This Friday marks a special date for me – the release of the German version of my new book with Silke Helfrich -- Frei, Fair und Lebendig: Die Macht der Commons -- published by transcript Verlag. The English version -- Free, Fair and Alive: The Insurgent Power of the Commons – will be published in September by New Society Publishers.
On April 12, the Heinrich Böll Foundation in Berlin, which sponsored the writing of our book, will be hosting a public event to launch the book. Silke will be there, of course, and after speaking she will have a conversation with the prominent German sociologist and political scientist Hartmut Rosa; Robert Habeck, the Federal Chairman of Alliance ’90/The Greens; and Elisabeth von Thadden, editor of DIE ZEIT.
We have been working on this book for much of the past three years, so I am thrilled by its completion (from which I am still recovering). Let me hoist a transatlantic toast to my dear friend for her brilliant ideas, warm collegiality, and sheer persistence throughout this odyssey.

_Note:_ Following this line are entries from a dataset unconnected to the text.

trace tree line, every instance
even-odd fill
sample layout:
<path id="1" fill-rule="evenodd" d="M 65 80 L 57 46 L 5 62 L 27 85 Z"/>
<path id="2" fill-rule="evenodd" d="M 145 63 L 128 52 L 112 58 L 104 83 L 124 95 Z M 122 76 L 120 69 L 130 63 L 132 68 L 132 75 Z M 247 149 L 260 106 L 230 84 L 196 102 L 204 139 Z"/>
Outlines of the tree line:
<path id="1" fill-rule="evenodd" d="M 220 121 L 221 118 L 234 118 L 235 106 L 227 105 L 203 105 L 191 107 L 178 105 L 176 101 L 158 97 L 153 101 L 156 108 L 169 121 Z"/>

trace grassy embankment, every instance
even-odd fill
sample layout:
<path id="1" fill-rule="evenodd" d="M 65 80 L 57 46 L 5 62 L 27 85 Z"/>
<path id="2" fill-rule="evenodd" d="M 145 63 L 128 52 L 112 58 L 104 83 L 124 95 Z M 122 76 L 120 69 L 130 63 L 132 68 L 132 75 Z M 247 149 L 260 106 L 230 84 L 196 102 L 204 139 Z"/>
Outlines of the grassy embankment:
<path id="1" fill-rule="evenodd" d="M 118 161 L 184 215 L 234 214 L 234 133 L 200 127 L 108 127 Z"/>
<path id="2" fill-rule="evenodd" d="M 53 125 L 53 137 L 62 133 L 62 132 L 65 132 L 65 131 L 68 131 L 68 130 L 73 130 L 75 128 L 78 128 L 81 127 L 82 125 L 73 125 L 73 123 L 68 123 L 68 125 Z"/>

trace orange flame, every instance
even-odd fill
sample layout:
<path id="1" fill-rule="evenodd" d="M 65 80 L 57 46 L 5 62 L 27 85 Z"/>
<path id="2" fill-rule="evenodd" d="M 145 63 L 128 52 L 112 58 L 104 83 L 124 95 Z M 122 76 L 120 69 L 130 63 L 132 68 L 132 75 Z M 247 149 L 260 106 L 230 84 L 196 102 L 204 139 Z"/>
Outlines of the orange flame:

I will offer a longer introduction to the book as the release of the English edition draws closer. For now, let me just say that our book is an ambitious attempt to build on Elinor Ostrom’s work by providing a deeper understanding of the commons as a living social organism. Our new framework – the Triad of Commoning -- focuses on the commons in three interrelated aspects – the social, the political (peer governance), and the economic (provisioning). We also look at how one’s view of elemental reality shapes one’s sense of political possibility, and how language plays a critical role in making commoning visible.
This approach emerged after months of working on our book. Silke and I concluded that we just couldn’t convey the realities of commoning if we remained captive to the rational-actor, resource-focused framework used by so many economists. Much of that language points us in the wrong direction by downplaying or ignoring the social, personal, and ecological relationships that live at the heart of a commons.